Dr. David William Hurst died peacefully after achieving his lifelong goal of living beyond his 90th birthday.
Predeceased by his parents Helen Miller and Richard Rankin Hurst, his beautiful wife Janet (Davidson) in 1991, and his brother Richard and his twin sisters Muriel and Marjorie. Survived by his beloved BarBar (Barb Kooy of Colorado). Cherished and revered by his four daughters: Nancy Savage (Mike Savage), Carolyn Hurst (Grant Westcott), Laura Roome (Tim Roome) and Valerie McMurtry (Armando Mano). Adored by his eight grandchildren: Kate Carolan (Josh) and Ian Stephenson, David, Thomas and Matthew McMurtry, Jeffrey and Christopher Roome, and Charlotte Westcott. Delighted by the recent arrival of his first great-grandchild, Louise Carolan.
Born in Charlottetown in 1931, a much-loved child of the Great Depression, he made his way west to “Upper Canada” to attend Queen’s University and graduated Meds ’56. He completed three years of post-graduate surgery training in Kingston, and then received a fellowship to study abroad for three additional years in Liverpool and London, U.K. He completed his surgical training at Montreal General Hospital and was admitted to the Royal College of Surgeons (Canada) in 1963. He became a fellow of the American College of Surgeons in 1977, and later in his career served a five-year term as a Governor of the American College of Surgeons.
Dad served as a consulting general surgeon a Port Colborne General Hospital and Welland General Hospital for more than 35 years. Even after his “retirement,” he continued to assist in surgeries and be available “on call” into his 87th year.
A true Renaissance man, Dad had a full and interesting life outside of his work in medicine. He learned to play the piano as a child and carried his love of music throughout his life.
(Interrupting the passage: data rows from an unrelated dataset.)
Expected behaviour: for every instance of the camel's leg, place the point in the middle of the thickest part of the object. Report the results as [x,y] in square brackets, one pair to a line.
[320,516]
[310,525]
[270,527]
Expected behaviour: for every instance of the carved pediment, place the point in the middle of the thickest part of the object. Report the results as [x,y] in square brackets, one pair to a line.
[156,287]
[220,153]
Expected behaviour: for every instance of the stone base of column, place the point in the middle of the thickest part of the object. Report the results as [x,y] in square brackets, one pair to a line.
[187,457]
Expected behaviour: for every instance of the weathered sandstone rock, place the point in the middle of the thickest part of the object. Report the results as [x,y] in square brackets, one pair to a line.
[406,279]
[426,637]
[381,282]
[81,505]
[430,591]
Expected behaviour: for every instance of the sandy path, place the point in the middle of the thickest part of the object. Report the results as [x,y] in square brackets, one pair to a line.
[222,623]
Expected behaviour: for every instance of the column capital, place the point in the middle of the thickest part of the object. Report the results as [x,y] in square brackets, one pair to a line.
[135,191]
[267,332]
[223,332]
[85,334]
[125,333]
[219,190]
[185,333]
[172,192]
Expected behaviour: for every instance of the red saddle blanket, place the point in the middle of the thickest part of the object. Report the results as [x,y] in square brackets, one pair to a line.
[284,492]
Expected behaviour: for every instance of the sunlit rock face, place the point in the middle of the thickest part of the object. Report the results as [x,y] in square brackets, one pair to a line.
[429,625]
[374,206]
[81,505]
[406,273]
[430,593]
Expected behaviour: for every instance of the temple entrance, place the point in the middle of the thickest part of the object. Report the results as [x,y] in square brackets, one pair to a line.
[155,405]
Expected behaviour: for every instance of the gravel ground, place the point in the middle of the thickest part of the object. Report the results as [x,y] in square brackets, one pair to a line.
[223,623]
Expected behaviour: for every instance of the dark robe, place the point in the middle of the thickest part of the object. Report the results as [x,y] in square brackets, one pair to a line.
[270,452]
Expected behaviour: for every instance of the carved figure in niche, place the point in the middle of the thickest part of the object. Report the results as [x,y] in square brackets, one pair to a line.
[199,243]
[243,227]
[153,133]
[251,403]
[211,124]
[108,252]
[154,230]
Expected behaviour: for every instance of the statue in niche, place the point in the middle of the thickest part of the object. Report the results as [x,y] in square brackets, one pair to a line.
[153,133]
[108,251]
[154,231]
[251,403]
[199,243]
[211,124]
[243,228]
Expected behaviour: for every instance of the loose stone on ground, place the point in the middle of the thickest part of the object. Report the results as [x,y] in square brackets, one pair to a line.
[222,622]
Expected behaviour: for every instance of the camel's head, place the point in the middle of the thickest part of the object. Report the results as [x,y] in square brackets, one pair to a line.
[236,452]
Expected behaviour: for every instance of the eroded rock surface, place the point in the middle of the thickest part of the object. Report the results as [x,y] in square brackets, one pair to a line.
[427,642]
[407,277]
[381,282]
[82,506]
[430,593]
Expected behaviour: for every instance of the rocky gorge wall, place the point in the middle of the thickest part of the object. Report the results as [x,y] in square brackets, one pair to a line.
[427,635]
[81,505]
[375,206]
He was the life of the party, leading impromptu piano singalongs and Christmas Eve celebrations. As the devoted son of a Presbyterian, Temperance League mother, he never discovered wine until he was in his 30s. And then never more than a glass. “Everything in moderation ... including moderation.”
He learned to ski in Europe in his 30s and took it up with a passion: Canadian Rockies heli-skiing, European summits, and later Colorado with his beloved BarBar. He loved reading WWII historical non-fiction, playing and watching golf, playing and listening to jazz. He led a successful jazz series for many years at the Roselawn Theatre.
He was a community activist and fought to save trees in his hometowns of Fonthill and later Port Colborne. He was ahead of his time by bringing laparoscopic surgery and solar roof panels to Niagara. He loved a good party and hosted many. His most favourites were for the Welland Hospital O/R nurses and the epic annual laser regattas on Camelot Beach.
He learned to fly in his 50s, earned his IFR rating and had flying adventures all over North America. He was invited to sit on the Civil Aviation Tribunal of Canada and Aviation Licence Tribunal of Ontario. He was Team Doctor for the Welland Jr. Hockey team and travelled with the team to Russia and Yugoslavia in the early 1980s.
Undaunted by the task of raising four daughters, he proceeded to raise them like the sons he never had. Always a man of his word, he delivered on his promise to provide for each the following: straightened teeth, a good pair of skis and the ability to use them, a university degree (undergrad only), and one wedding each. Not a penny more... OK, except maybe for his baby, Valerie, who wisely chose his alma mater, Queen’s.
The things he loved the most helped him through the past two years of tough times. The Toronto Maple Leafs (he held on as long as he could!), Canada Dry Ginger Ale, The Globe and Mail, BarBar and his adoring daughters. A heartfelt thanks goes to so many people who helped dad through these last days, his many, many friends and colleagues, and especially the kind and caring staff at Lookout Ridge.
Then leaf subsides to leaf,
So Eden sank to grief,
So dawn goes down to day
Nothing gold can stay.
– Robert Frost
A private graveside service took place on Friday, June 25. Share condolences online. Donations in lieu of flowers are welcome at Children’s Aid Foundation of Canada, or a charity of your choice.